The tuning fork is a useful instrument for investigating sound vibrations because it vibrates at only one frequency, in contrast to most musical instruments that produce several different frequencies simultaneously. If the stem of a tuning fork is set on a table top, the tone becomes louder because the fork forces the table top to vibrate. Because the table top has a larger vibrating area, the sound is more intense. This principle of forced vibrations is applied in most musical instruments by using a part of the instrument, such as the piano sounding board, to intensify the sound.

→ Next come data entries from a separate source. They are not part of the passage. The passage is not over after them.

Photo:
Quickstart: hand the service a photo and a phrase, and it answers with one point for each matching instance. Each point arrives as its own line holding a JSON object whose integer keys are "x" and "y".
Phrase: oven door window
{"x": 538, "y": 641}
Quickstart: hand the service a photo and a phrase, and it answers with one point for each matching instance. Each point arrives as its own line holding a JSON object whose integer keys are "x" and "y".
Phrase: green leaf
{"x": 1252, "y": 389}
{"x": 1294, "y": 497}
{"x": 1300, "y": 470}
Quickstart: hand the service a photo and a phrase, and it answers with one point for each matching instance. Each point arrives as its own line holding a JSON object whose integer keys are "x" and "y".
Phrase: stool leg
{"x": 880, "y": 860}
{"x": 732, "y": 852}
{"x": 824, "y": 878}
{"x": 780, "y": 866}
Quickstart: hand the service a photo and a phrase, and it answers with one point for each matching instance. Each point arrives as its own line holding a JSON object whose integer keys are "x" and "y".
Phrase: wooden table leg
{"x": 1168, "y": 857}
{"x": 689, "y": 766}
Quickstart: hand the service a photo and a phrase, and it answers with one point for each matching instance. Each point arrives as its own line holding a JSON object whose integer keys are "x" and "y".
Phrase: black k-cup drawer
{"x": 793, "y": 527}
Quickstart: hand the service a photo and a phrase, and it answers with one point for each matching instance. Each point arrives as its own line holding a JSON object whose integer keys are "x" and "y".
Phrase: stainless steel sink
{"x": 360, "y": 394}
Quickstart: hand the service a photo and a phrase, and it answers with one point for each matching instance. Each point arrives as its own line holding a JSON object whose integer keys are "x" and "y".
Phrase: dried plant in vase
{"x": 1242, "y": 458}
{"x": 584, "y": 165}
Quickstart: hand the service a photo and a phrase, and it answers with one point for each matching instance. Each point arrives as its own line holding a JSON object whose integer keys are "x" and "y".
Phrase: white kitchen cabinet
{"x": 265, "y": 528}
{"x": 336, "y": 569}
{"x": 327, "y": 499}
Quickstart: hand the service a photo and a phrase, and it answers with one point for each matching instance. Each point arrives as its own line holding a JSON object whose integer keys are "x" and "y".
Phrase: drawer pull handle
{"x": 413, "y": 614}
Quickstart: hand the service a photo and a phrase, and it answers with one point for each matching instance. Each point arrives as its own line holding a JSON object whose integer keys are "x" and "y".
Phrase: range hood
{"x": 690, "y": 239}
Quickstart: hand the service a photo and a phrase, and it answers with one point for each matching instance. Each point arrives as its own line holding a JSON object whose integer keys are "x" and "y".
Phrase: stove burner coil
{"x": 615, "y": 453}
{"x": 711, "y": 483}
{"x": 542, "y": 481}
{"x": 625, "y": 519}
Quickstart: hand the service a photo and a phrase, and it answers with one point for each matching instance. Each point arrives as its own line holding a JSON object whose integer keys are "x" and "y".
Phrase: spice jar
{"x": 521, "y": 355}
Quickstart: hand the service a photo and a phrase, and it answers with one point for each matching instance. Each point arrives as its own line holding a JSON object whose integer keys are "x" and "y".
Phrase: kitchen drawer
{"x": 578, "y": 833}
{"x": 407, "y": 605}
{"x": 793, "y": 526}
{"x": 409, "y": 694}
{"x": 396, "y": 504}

Now imagine two matched tuning forks with the same frequency mounted on sounding boxes, side by side. The vibrating column of air set up by one tuning fork will cause the other tuning fork to vibrate weakly. This action is resonance, or sympathetic vibration, at work. Resonance occurs when the natural vibration rates of two objects are the same or when one has a natural vibration rate that is a multiple of the other.
So how does the opera singer force the glass to crack with just the vibration of her voice? First, the singer must be able to sustain a note perfectly in tune and project it loudly (doing so is much more difficult that it sounds). The reason this works is because every glass flexes in sympathy with every note sounded near it. If the resonant frequency of the singer's voice is loud and steady enough, it could cause the glass to break once the vibrations of the glass build up past its elasticity limit, causing it to fail.